Evidentemente i pm sono esseri superiori a noi, il che giustifica l’enorme potere che si sono conquistati in Italia, terrorizzando parecchi cittadini. I quali ormai quando squilla il più innocuo dei Nokia, modello base, tremano: rispondo o non rispondo? E se decidono di pigiare il tastino verde, parlano come deficienti, a monosillabi, casomai qualcuno ascoltasse e li ficcasse nei guai.
La sindrome dello spiato si sta diffondendo anche nei ceti più modesti che chiamano la moglie per dire «butta la pasta che arrivo ». Non si sa mai, meglio stare schisci. Confesso. Anch’io se chiamo casa non mi sbilancio. Sto talmente sul generico che spesso chi interloquisce con me si spazientisce: «Si può sapere perché mi hai telefonato? Che cavolo vuoi? Dimmi». «Nulla per carità, te lo dirò a quattr’occhi». «Perché, è successo qualcosa di grave?». «No, ma temo che ci intercettino, poi vai a spiegare al magistrato che mi informavo sulla salute del gatto». «Hai ragione, conviene essere prudenti. A stasera. Comunque il gatto sta bene».

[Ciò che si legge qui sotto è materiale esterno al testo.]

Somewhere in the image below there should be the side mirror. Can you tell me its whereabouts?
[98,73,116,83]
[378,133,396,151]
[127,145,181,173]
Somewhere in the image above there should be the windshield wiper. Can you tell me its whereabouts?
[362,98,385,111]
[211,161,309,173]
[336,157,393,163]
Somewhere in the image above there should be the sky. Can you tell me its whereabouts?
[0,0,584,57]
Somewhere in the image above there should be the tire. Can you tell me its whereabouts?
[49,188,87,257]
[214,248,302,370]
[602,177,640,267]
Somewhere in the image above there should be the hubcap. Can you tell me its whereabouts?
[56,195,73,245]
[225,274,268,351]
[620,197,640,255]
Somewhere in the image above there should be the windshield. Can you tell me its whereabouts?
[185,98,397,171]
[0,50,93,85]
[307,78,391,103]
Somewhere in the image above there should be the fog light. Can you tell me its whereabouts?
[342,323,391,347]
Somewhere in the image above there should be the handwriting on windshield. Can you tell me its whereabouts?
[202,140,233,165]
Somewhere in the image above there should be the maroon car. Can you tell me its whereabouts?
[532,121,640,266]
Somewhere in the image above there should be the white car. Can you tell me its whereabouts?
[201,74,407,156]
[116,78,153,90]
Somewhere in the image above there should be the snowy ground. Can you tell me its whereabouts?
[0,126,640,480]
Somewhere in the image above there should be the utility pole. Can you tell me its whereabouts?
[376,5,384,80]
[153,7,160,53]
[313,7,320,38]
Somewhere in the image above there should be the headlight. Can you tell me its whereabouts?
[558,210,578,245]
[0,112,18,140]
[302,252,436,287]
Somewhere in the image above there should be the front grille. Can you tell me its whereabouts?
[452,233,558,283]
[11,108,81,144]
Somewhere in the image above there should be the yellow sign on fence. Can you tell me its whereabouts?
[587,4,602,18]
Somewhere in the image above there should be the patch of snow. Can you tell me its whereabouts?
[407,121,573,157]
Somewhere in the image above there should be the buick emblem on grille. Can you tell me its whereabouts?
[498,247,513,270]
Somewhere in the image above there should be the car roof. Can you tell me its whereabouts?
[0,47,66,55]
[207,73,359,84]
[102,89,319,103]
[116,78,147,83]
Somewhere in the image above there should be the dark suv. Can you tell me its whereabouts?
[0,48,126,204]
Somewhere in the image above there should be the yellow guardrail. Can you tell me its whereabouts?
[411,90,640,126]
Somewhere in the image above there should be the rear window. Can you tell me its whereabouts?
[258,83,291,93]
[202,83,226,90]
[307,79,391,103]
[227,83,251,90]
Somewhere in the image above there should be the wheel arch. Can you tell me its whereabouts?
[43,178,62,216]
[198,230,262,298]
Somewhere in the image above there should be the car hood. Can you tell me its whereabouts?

Non scherzo. Una volta un mio amico è stato beccato dal brigadiere mentre diceva al suo fornitore di piastrelle: «Allora, cosa aspetti a portarmi la roba?». La mattina seguente fu arrestato. Gli inquirenti avevano erroneamente creduto che la «roba» fosse droga. Dieci giorni in galera. Si chiamava Giorgio Giangolini, era geometra e gestiva un’impresa di costruzioni a Bergamo, incensurato. Dieci anni dopo essere stato scarcerato, se udiva una sirena andava fuori di testa: paura che la polizia stesse arrivando a prelevarlo.
Scorrendo i nomi illustri con cui aveva a che fare Bisignani, nasce in noi un sentimento doppio e contrastante: da un canto ci spaventiamo all’idea, prima o poi, di finire nelle grane per una telefonata malandrina; dall’altro, ci deprimiamo perché se il potente Gigi intrallazzava con tutti tranne che con noi, la conclusione amara è questa: non contiamo davvero un cacchio. Montezemolo, Letta, Masi, Alemanno, Gelmini, Carfagna, Prestigiacomo, Micheli... Una lista interminabile di Vip aveva l’abitudine di consultare l’eminenza grigia dei palazzi romani. Vigliacco se nelle 19mila cartelle agli atti c’è una mia conversazione con lui. E dire che in una memorabile circostanza gli ho parlato al telefono (di persona non l’ho mai visto) per una questione che mi stava a cuore.
Ebbi un’informazione riservata da una signora che non cito nemmeno sotto tortura: Bisignani soffre di diverticolosi, ma grazie a una cura miracolosa ora sta bene. Poiché fra chi è affetto dalla stessa malattia si instaura di solito una sorta di complicità, mi azzardai a comporre il suo numero.
E lui fu squisito: «Tre pastiglie di Normix al dì», mi disse. In cambio non volle nulla, neanche una breve sul Giornale, una spiatina su qualche pirlacchione.
Il mio legame con il presunto Grande Maestro della P4 è tutto qui: un legame intestinale. Devo vantarmene?